OK. It’s OK to be not spending the time I usually do on the
treadmill. But shorts and a singlet on outdoor runs in February?
I’m sorry, but that’s just weird.
Here’s a crazy thought. Imagine the new president setting
aside his notes for his speech to Congress tonight and saying he’s gonna fight
for ordinary Americans. He’s going to quote from this recent article by
Benjamin Kunkel in the London Review of Books.
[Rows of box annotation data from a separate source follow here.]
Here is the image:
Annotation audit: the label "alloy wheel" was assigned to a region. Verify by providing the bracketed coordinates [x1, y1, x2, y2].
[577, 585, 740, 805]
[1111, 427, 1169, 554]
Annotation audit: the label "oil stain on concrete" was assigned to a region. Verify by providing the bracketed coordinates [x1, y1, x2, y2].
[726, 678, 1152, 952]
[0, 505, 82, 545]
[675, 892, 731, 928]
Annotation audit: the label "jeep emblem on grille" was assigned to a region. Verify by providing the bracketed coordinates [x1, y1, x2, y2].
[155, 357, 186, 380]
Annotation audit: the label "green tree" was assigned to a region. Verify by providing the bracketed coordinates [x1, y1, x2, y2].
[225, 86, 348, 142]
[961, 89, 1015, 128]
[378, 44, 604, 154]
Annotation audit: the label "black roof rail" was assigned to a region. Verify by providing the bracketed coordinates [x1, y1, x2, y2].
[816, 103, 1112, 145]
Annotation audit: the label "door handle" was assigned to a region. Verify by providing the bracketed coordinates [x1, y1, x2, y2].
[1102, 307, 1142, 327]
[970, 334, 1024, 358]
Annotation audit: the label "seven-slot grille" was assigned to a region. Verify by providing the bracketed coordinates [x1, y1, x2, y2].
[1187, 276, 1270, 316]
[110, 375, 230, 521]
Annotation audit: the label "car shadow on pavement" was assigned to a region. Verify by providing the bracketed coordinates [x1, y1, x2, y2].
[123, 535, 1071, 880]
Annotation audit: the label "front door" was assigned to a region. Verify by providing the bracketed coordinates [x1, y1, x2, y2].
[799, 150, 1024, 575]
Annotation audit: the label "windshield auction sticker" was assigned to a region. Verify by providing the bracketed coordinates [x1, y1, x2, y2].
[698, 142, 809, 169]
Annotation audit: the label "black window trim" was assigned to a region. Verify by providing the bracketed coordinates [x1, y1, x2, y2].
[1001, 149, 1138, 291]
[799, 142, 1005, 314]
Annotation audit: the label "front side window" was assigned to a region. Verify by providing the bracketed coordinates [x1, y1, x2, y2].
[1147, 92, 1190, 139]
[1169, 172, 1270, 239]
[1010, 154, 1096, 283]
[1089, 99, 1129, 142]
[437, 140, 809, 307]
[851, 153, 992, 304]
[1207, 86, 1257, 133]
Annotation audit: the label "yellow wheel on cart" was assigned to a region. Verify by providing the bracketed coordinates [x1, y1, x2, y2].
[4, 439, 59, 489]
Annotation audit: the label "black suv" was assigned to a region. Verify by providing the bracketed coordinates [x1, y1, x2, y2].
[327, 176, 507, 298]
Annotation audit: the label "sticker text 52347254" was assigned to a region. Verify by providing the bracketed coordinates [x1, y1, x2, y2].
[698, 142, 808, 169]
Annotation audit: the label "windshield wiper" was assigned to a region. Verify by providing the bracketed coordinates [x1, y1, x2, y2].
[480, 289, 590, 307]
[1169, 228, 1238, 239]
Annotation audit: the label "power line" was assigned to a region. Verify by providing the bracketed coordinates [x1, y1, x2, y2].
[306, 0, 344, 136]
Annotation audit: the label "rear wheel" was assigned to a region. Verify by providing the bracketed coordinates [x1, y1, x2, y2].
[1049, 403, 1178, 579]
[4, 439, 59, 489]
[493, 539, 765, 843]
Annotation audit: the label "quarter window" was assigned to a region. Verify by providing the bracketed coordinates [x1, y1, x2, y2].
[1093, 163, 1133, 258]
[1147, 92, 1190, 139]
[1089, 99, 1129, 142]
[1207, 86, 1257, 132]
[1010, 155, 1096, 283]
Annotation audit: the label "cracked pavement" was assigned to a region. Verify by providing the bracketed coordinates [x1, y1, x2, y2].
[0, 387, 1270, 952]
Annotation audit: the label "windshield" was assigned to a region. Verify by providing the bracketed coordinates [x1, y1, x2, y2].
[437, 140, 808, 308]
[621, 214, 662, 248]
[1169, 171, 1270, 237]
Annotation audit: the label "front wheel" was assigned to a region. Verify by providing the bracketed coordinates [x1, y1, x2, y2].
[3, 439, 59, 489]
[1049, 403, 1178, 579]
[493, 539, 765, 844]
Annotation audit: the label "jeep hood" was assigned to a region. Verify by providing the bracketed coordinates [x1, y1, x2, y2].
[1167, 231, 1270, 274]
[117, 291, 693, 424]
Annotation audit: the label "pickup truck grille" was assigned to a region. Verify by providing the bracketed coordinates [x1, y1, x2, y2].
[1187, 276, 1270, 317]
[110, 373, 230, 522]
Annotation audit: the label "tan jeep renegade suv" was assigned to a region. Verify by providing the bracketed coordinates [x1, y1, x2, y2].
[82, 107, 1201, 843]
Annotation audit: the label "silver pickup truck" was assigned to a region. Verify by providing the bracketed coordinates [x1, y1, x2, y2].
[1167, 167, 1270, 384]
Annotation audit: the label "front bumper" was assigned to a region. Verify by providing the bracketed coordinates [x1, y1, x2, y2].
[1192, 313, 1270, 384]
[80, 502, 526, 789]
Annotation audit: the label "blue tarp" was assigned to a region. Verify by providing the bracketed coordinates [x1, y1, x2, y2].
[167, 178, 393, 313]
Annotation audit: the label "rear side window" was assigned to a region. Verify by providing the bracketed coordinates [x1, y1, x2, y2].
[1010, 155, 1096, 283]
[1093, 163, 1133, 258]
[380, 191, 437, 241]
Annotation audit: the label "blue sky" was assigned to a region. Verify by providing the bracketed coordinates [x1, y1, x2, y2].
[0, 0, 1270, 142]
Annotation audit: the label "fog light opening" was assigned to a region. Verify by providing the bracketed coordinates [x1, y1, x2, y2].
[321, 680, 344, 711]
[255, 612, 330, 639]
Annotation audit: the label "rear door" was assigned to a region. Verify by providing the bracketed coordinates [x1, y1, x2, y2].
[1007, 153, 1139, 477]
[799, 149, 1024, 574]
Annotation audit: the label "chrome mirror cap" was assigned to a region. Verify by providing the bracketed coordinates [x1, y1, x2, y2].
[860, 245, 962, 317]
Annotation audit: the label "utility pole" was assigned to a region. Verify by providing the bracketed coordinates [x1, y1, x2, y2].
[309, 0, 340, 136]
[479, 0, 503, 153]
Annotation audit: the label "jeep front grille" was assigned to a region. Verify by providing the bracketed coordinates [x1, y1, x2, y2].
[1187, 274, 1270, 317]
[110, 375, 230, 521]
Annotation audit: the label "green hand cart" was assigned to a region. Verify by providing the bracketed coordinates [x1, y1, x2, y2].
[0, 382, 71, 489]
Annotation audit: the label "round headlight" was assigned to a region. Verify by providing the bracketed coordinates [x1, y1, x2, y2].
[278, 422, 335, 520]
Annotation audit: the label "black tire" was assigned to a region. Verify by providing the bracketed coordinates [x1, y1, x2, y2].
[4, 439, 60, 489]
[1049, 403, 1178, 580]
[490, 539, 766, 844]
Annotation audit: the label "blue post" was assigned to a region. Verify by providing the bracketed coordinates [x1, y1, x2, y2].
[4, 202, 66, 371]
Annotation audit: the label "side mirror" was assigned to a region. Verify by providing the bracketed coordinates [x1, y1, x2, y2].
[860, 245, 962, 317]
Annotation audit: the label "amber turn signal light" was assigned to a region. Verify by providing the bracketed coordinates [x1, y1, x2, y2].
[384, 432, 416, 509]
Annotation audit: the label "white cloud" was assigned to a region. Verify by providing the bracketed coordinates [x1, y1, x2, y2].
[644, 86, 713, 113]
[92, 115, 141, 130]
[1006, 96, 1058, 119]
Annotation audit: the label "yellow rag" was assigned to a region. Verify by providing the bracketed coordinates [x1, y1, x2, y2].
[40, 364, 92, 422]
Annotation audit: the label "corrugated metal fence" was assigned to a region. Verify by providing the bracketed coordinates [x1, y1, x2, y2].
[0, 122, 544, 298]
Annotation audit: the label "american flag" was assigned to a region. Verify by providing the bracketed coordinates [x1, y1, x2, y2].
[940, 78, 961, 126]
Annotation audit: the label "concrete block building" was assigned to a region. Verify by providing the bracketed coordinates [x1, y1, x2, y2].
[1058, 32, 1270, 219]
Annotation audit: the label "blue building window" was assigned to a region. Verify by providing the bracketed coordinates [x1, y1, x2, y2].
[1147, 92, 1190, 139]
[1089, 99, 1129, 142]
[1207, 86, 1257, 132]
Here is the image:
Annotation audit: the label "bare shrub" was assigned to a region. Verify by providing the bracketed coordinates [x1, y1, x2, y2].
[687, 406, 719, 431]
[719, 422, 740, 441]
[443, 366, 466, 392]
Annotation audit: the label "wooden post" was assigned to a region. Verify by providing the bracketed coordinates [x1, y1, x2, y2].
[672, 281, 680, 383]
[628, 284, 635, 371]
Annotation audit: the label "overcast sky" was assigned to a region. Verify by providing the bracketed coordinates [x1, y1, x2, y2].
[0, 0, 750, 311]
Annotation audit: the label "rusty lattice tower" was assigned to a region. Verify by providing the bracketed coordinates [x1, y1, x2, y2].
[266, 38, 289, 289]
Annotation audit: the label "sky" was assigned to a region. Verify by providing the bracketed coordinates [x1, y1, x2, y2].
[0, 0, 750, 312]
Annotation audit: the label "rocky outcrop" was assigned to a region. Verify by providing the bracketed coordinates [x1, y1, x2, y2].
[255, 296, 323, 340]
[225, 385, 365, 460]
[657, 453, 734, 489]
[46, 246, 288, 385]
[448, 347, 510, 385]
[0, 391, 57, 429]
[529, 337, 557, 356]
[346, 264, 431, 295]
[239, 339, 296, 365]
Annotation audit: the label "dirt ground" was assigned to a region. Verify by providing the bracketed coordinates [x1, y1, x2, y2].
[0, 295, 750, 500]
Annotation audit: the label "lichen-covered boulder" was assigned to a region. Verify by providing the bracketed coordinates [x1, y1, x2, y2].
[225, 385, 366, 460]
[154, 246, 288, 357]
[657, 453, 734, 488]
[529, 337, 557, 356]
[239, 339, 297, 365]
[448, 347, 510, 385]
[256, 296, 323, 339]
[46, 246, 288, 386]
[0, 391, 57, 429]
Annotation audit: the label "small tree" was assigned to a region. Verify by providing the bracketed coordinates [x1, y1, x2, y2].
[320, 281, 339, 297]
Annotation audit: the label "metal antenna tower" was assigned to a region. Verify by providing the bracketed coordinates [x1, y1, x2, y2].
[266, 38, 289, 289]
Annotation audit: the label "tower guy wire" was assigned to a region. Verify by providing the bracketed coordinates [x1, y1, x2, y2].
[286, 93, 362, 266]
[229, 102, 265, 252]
“How is the ecological predicament of the 21st century to be
conceived of? Politically, how is it to be confronted, and by whom? The basic
features of the problem are plain enough, when you can stand to look. Universal
carbon pollution, known by the mild term ‘climate change’, is already
distempering the seasons with bounding extremes of heat and cold, and
magnifying storms and droughts; increasingly, it will spoil harvests, spread
tropical diseases, and drown coastlines. (Less well known is the threat of more
frequent earthquakes and volcanic eruptions.) Excess carbon dioxide in the air, partly
absorbed by the waters below, turns the oceans more acid, corroding coral reefs
as well as the shells of clams, oysters and other calcifying organisms. Ocean
acidification, a chief cause of the Great Permian Extinction some 250 million
years ago, may come to factor in the ‘mass extinction event’ – a planetary
culling of life-forms with few rivals in the earth’s history – currently taking
place. For now, fatal habitat loss, both underwater and on land, has more to do
with local conditions becoming abruptly warmer or dryer; the arrival of
unfamiliar species traveling in the entourage of globally mobile humans; and
encroachment by farmland and roads. Farmland itself may be faring better than
wilder and more biodiverse terrain, but here too there are grounds for concern:
topsoil acreage is dwindling, as are glaciers and aquifers vital to irrigation,
on a planet that must feed seven and, soon, nine or ten billion people. Most of
this population is poor by European or North American standards and doesn’t
constitute any automatic constituency for ecological restraint. Governments and
corporations, for their part, have little incentive to slow, much less stop the
general destruction. The collective activity of humanity is sapping the
ecological basis of civilization – and no collective agency capable of
reckoning with the fact can yet be discerned.”
I know, a crazy thought. But with March coming in like a
lamb – and leaving like a lamb – I couldn’t resist.